Wisconsin Governor Releases Roadmap for Carbon-Free Electricity by 2050

Wisconsin Governor Tony Evers, a Democrat, unveiled a roadmap for transitioning the state to 100 percent carbon-free electricity by the middle of the century, including a potential clean energy standard. The Clean Energy Plan, which is in response to a 2019 executive order, highlights four major pathways to a carbon-free future:  accelerating clean energy technology deployment, maximizing energy efficiency, modernizing buildings and industry, and advancing transportation electrification. The order – Executive Order #38 – established the Office of Sustainability and Clean Energy to work with other state agencies and utilities to achieve the goal.

The CEP, which adopts an iterative planning process, recommends updating the electricity sector emissions goals in recognition of utilities’ interim goals and the updated U.S. nationally determined contribution, or NDC, for the Paris Agreement. Potential updates include achieving 60 percent emissions reduction in the power sector by 2030 and 100 percent by 2050, relative to 2005 levels. The plan also proposes a clean energy standard, which could be implemented in conjunction with an integrated resource plan or a renewable portfolio standard, as a carve-out designated to increase at specified time intervals.

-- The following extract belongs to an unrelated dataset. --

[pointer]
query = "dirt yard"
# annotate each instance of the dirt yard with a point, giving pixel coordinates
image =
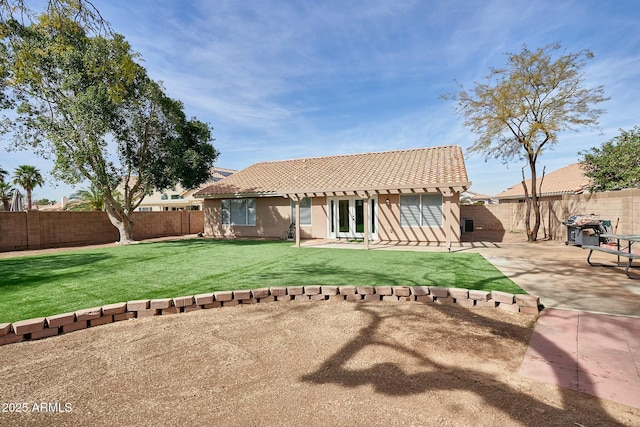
(293, 364)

Among other action strategies, the plan would establish an Equity First program to ensure that the economic, health, environmental, and security benefits of clean energy accrue to communities disproportionately impacted by climate change. The program definitions, goals, evaluation, measurement, and verification practices would be established in consultation with industry leaders, affected community leaders, and the U.S. Department of Energy’s Office of Energy Justice Policy and Analysis.

The clean energy path is expected to reduce reliance on out-of-state energy sources and create an estimated more than 40,000 jobs by 2030. Wisconsin spends over $14 billion out of state each year as a result of its dependence on imported energy sources, according to a study conducted by the Center on Wisconsin Strategies in 2019.

The state’s largest utilities, including WE Energies, Alliant Energy, Xcel Energy, Madison Gas & Electric, and WPPI Energy, have already set goals to cut their emissions to net zero or become carbon neutral by 2050. Electricity in 2018 was the leading source of greenhouse gases emissions in Wisconsin, representing 32 percent of the total. As of June 2021, coal was the state’s largest source of net electricity at almost 42 percent, followed by natural gas at around 36 percent. The largest carbon-free source of net electricity was nuclear, which came in at 14 percent.